Die AfD ist ja der Meinung, dass durch „Schule ohne Rassismus – Schule mit Courage“ die Schüler politisch beeinflusst werden. Stimmt das? Wird hierbei wirklich „linke Indoktrination und Gesinnungsdiktatur“ vermittelt?

Nein, wir sind überparteilich. Da es jedoch viele verschiedene Gruppierungen und Standpunkte gibt, ist es nun mal schwierig, all diese Meinungen in Worten abzudecken. Und die AfD ist in manchen Dingen unterschwellig, nicht so freiheitlich und vertritt nicht die Werte der Menschlichkeit.

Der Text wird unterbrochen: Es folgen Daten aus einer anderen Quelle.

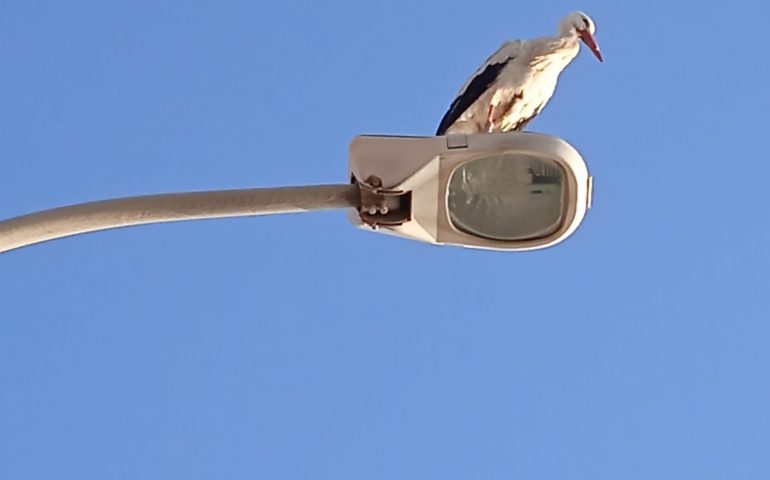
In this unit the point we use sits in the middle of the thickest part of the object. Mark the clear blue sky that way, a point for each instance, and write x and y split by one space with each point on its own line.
298 347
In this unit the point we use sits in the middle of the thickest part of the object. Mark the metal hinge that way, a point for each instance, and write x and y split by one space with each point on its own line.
382 206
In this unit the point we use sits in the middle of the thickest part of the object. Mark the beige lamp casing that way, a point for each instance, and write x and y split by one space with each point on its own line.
418 170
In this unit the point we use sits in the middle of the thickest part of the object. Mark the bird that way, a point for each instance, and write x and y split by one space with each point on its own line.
515 83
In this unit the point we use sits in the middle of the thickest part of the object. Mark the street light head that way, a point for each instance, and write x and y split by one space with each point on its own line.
507 191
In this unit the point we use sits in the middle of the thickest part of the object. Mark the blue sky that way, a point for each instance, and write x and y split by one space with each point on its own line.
299 347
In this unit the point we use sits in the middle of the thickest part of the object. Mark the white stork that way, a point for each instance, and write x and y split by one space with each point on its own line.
515 83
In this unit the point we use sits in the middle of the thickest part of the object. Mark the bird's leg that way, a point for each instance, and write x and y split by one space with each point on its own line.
490 125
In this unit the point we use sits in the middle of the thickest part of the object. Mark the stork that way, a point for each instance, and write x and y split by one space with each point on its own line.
516 81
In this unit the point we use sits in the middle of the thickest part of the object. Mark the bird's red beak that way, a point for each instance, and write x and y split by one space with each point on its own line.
588 39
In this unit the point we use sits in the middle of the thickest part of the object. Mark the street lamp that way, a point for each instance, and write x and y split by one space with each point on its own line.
503 191
506 191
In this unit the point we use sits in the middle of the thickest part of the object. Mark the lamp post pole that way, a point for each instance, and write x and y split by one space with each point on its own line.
125 212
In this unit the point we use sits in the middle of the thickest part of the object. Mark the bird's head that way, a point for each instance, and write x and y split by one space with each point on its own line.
580 25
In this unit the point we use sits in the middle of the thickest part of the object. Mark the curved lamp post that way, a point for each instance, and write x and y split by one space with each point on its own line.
508 191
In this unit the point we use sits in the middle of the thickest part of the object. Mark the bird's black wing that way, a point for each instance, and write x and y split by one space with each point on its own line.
472 92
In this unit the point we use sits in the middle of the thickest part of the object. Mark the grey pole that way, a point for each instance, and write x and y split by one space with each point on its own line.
172 207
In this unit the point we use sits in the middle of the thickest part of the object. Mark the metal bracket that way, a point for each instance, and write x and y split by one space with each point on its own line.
382 206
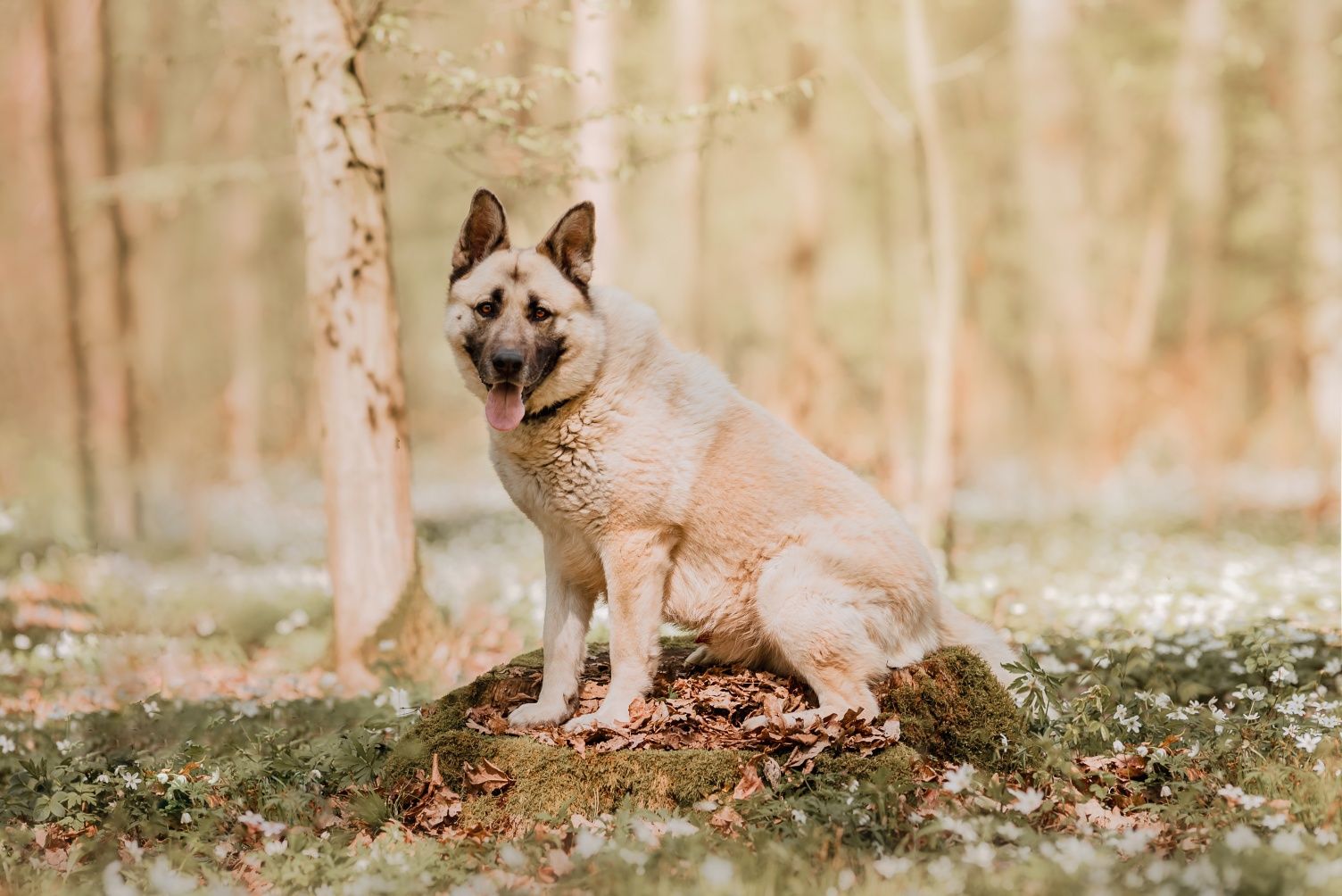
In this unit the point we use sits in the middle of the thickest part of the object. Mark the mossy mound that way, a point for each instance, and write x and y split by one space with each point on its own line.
950 709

Kommen wir nun zu einem Thema, das zu ihrer Aufgabe als Sozialkundelehrer gehört. Denn die AfD findet, dass Schule und Politik nicht vereinbar seien, da oft gegen die Neutralität verstoßen werde. Was ist Ihre Meinung zu dieser Aussage?

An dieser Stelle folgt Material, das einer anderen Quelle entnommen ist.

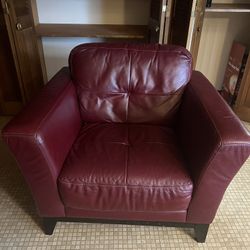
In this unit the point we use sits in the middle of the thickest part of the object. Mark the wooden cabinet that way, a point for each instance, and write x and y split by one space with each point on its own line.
20 61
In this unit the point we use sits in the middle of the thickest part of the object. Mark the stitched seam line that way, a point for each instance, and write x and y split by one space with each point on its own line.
134 93
135 211
61 96
115 185
170 50
217 149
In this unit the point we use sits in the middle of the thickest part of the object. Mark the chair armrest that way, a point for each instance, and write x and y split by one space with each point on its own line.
215 145
40 137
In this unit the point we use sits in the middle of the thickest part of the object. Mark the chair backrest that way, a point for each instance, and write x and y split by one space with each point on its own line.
129 83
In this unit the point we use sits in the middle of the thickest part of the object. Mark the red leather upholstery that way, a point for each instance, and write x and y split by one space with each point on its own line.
40 138
128 135
122 167
129 83
215 145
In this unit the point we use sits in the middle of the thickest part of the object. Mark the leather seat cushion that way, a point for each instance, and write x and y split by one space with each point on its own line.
125 167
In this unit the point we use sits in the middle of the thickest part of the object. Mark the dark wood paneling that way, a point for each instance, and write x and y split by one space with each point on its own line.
92 30
180 22
10 94
26 47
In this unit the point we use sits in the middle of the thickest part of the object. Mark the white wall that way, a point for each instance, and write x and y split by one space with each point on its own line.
56 50
219 32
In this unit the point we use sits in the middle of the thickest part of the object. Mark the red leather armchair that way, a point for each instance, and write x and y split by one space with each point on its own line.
128 133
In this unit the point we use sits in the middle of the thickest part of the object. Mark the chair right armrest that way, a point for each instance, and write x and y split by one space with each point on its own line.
215 145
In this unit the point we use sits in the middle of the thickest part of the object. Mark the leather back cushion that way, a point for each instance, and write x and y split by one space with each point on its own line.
129 83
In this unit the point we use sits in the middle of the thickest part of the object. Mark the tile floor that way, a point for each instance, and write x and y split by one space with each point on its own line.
19 224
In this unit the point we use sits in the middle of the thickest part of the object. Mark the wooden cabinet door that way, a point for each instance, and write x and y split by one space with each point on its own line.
242 106
157 20
10 93
180 18
26 49
196 28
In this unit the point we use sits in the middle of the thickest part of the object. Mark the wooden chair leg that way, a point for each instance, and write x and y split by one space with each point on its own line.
49 225
201 232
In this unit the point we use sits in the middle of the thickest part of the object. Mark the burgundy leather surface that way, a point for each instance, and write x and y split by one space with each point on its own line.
125 167
167 216
215 144
129 83
40 138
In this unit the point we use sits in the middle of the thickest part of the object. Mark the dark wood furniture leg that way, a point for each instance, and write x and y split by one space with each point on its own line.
49 225
201 232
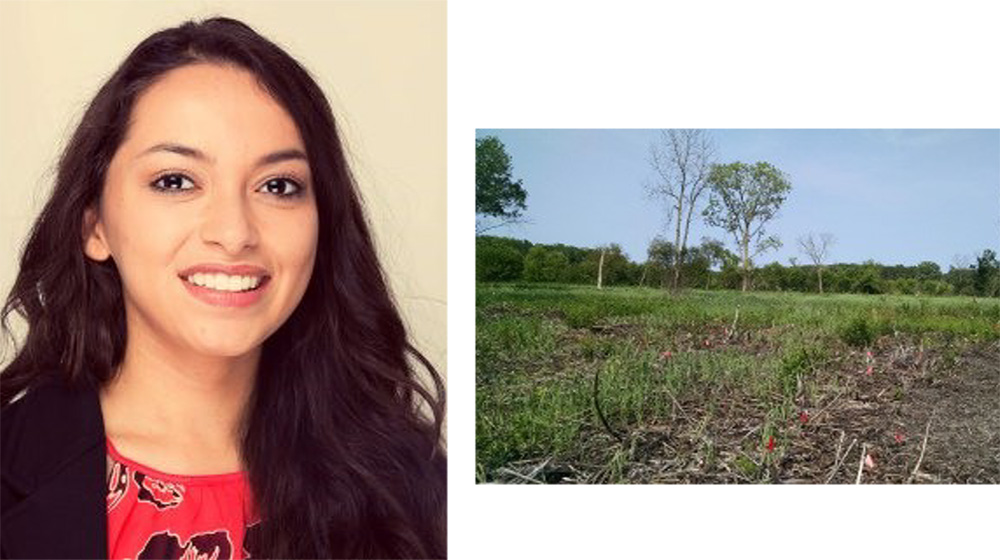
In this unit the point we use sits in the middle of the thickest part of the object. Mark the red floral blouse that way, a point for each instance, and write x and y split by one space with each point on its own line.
157 515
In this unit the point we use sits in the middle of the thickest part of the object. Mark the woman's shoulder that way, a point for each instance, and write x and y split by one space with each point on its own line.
51 423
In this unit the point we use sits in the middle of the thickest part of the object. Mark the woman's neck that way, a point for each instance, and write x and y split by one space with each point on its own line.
179 413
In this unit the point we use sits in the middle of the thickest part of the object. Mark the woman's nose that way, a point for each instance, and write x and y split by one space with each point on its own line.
229 223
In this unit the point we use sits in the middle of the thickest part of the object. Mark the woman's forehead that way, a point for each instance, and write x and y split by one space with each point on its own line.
220 109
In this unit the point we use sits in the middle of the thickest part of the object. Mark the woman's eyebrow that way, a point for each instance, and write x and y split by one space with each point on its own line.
268 159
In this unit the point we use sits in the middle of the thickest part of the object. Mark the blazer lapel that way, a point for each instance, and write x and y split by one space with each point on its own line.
54 457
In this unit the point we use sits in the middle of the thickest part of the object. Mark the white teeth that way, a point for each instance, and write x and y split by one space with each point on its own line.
224 282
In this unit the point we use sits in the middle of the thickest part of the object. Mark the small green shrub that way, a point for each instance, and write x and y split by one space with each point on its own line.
857 332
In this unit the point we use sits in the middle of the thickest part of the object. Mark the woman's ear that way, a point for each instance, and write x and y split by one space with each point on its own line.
95 245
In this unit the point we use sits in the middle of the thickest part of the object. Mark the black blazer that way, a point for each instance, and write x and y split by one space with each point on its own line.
53 494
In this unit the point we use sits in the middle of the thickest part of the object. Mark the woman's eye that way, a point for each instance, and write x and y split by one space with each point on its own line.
280 186
173 182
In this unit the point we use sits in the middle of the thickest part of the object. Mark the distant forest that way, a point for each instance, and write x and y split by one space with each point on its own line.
713 267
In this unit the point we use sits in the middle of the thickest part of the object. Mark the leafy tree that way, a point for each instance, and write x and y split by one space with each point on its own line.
817 248
682 160
545 265
928 270
744 198
867 279
498 259
497 194
660 256
987 279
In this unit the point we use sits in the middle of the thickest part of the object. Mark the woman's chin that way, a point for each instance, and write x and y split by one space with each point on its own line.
225 347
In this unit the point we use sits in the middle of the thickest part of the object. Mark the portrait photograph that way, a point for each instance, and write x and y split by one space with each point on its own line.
224 280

Die AfD hat ja offensichtlich ein akzeptiertes Wahlprogramm, denn sonst wäre die Partei ja verboten, aber sie steht eben vom System der Parteien her am rechten Rand. Ich bin nicht gegen die Partei ganz allgemein, habe aber eine andere Vorstellung von Werten. Wir Lehrer können unsere Meinung sagen, müssen aber deutlich machen, dass es die eigene ist.

In manchen Bundesländern wurden ja schon Online-Plattformen errichtet, auf denen man Lehrer melden kann, die gegen die Neutralitätsplicht verstoßen haben. Auch die AfD in Bayern, die ja jetzt sogar den Vorsitz im Bildungsausschuss innehat, soll dies in Erwägung gezogen haben. Wie malen Sie sich Ihre Zukunft aus, wenn diese Plattformen errichtet werden sollten, oder vertrauen Sie den Schülern?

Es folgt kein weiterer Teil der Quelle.